Phylum Rotifera (OpenStax Biology 2e)
The rotifers (“wheel-bearer”) belong to a group of microscopic (about 100 µm to 2 mm) mostly aquatic animals that get their name from the corona—a pair of ciliated feeding structures that appear to rotate when viewed under the light microscope. Although their taxonomic status is currently in flux, one treatment places the rotifers in three classes: Bdelloidea, Monogononta, and Seisonidea. In addition, the parasitic “spiny headed worms” currently in phylum Acanthocephala, appear to be modified rotifers and will probably be placed into the group in the near future. Undoubtedly the rotifers will continue to be revised as more phylogenetic evidence becomes available.
The pseudocoelomate body of a rotifer is remarkably complex for such a small animal (roughly the size of a Paramecium) and is divided into three sections: a head (which contains the corona), a trunk (which contains most of the internal organs), and the foot. A cuticle, rigid in some species and flexible in others, covers the body surface. They have both skeletal muscle associated with locomotion and visceral muscles associated with the gut, both composed of single cells. Rotifers are typically free-swimming or planktonic (drifting) organisms, but the toes or extensions of the foot can secrete a sticky material to help them adhere to surfaces. The head contains a number of eyespots and a bilobed “brain,” with nerves extending into the body.
Rotifers are commonly found in freshwater and some saltwater environments throughout the world. As filter feeders, they will eat dead material, algae, and other microscopic living organisms, and are therefore very important components of aquatic food webs. A rotifer’s food is directed toward the mouth by the current created from the movement of the coronal cilia. The food particles enter the mouth and travel first to the mastax—a muscular pharynx with toothy jaw-like structures. Examples of the jaws of various rotifers are seen in the image above. Masticated food passes near digestive and salivary glands, into the stomach, and then to the intestines. Digestive and excretory wastes are collected in a cloacal bladder before being released out the anus.

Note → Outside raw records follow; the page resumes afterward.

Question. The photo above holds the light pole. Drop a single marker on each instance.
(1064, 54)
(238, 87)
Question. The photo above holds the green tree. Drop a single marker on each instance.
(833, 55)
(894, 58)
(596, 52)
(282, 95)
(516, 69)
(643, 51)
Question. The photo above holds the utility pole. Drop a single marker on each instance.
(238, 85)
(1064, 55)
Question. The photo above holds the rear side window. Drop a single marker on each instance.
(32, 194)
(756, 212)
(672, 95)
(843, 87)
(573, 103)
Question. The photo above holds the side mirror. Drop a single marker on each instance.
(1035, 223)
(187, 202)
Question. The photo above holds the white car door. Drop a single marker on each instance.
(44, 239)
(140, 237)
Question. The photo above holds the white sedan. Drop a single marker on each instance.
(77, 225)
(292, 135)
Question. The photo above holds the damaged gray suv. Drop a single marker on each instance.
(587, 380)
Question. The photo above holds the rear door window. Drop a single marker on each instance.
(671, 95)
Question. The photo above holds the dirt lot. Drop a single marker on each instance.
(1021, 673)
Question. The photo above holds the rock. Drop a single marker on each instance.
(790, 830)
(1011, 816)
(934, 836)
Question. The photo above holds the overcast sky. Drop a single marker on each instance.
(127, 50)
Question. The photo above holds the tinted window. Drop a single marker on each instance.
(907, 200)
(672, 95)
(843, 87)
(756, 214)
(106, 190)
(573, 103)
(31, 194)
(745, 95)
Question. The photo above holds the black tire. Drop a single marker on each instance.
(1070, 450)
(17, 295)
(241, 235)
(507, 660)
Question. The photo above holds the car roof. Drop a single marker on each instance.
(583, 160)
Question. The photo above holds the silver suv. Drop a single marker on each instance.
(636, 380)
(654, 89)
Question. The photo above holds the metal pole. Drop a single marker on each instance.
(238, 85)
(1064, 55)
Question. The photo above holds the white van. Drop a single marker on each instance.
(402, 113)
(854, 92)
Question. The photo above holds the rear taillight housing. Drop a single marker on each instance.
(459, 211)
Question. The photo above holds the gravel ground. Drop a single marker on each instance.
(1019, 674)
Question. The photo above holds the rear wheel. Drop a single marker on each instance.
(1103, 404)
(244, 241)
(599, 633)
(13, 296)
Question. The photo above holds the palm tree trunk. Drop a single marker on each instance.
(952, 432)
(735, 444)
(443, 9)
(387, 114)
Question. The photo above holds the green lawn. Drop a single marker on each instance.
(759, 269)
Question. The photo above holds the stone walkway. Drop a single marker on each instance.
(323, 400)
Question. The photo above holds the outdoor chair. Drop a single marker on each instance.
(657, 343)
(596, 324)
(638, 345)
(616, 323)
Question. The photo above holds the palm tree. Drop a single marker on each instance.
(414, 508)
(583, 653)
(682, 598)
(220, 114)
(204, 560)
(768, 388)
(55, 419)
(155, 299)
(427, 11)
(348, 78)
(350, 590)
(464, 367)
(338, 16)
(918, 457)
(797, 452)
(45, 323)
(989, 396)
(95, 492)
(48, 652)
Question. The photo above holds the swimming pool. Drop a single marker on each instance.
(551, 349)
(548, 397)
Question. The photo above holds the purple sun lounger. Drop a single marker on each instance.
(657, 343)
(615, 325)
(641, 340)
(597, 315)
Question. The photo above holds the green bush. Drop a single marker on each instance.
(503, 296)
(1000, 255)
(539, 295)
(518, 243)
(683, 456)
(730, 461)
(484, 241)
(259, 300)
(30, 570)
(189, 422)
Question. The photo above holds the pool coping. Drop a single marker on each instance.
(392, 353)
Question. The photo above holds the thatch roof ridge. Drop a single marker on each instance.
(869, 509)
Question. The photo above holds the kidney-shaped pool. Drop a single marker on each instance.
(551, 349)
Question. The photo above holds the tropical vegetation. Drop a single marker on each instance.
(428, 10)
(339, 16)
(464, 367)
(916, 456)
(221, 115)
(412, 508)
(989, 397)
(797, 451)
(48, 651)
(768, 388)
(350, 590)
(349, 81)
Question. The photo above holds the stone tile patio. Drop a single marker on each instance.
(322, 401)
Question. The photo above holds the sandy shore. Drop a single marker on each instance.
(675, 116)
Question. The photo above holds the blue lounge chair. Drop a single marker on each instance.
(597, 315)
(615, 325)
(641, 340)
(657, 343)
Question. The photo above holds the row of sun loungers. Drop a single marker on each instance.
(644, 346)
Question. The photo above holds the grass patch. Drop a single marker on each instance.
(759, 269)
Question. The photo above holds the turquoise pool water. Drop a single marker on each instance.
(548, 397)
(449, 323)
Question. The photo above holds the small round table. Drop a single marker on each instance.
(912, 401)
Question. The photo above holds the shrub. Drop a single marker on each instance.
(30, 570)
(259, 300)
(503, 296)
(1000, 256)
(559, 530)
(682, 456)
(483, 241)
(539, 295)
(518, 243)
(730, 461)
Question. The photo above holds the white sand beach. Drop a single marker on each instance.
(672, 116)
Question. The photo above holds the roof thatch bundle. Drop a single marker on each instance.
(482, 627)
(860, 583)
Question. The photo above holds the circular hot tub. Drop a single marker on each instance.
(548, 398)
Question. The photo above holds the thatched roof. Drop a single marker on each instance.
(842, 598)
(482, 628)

About 2,200 species of rotifers have been identified. The image below shows the anatomy of a rotifer belonging to class Bdelloidea. Some rotifers are dioecious organisms and exhibit sexual dimorphism (males and females have different forms). In many dioecious species, males are short-lived and smaller with no digestive system and a single testis. Many rotifer species exhibit haplodiploidy, a method of sex determination in which a fertilized egg develops into a female and an unfertilized egg develops into a male. However, reproduction in the bdelloid rotifers is exclusively parthenogenetic and appears to have been so for millions of years: Thus, all bdelloid rotifers and their progeny are female! The bdelloids may compensate for this genetic insularity by borrowing genes from the DNA of other species. Up to 10% of a bdelloid genome comprises genes imported from related species. Some rotifer eggs are capable of extended dormancy for protection during harsh environmental conditions.